Over the next few years, Schiff and his team will build on both his own previous work and years of existing research on infant infections. Theywill take a multi-pronged approach involving disciplines as disparate as epidemiology, meteorology and genomics, and using a variety of tools including machine learning, statistics and engineering control theory. The Ugandan National Planning Authority, Meteorological Authority, and Ministry of Health, are among the critical departments that have offered their support, and Schiff noted that the work of these agencies within Uganda will be key to successful implementation trials.
"This is work that no one could ever do on their own. It is the outgrowth of 12 years at Penn State and the opportunity to collaborate through transdisciplinary research with colleagues and personnel in Uganda — blending medicine, engineering and science," Schiff said. "One of our unique strengths at Penn State is the ability to integrate across traditional disciplines with the teamwork required to work toward important goals. Faculty at Penn State are very open to such collaborations, and across our medical, engineering and science campuses, we have the breadth of expertise required to tackle critical problems of this magnitude."
The Transformative Research Award, established in 2009, promotes cross-cutting, transdisciplinary approaches and is part of the NIH Common Fund's High-Risk, High-Reward Research Programbestowed on exceptionally creative scientists proposing paradigm-shifting research. The awards were created to support unconventional approaches to major challenges in biomedical and behavioral research.
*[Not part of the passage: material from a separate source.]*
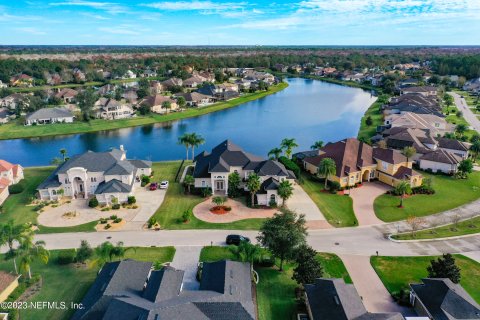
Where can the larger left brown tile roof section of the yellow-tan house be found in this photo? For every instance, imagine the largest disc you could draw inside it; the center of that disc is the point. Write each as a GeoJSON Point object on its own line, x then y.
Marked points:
{"type": "Point", "coordinates": [349, 156]}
Schiff's award is one of the 10 Transformative Research awards among 89 total awards granted for a total of approximately $282 million over five years. With today's announcement, Penn State joins the ranks of the few institutions in the U.S. with faculty who have received both the Pioneer and the Transformative Research Awards.
"Steve Schiff has devoted his career to improving the lives of children coping with serious, sometimes fatal brain disorders, and he's especially passionate about the acute needs of children living in under-developed countries," said Dr. A. Craig Hillemeier, dean of Penn State College of Medicine, CEO of Penn State Health and senior vice president for health affairs at Penn State. "I am elated that his many years of innovative and collaborative research to improve health outcomes for children are being recognized and rewarded with this NIH Director's Award."
In addition to a close collaboration with Penn State's Institute for Personalized Medicine, and partnering with colleagues from many disciplines at Penn State and Penn State Health, Schiff's team will include the CURE Children's Hospital of Uganda, leading experts from Harvard and George Mason University, and from companies such as Genentech.
"This work promises to make a profound impact on the entire medical field and may have long-term implications for healthcare on a global scale," said Neil Sharkey, vice president for research, Penn State.
"Dr. Schiff's vision exemplifies the type of collaboration unique to Penn State that harnesses the broad talent needed to effectively address critical, universal problems," said Justin Schwartz, Harold and Inge Marcus Dean, College of Engineering. "The College of Engineering is focused on translational research and his approach personifies this vision by bridging the gap between the fields of medicine and engineering."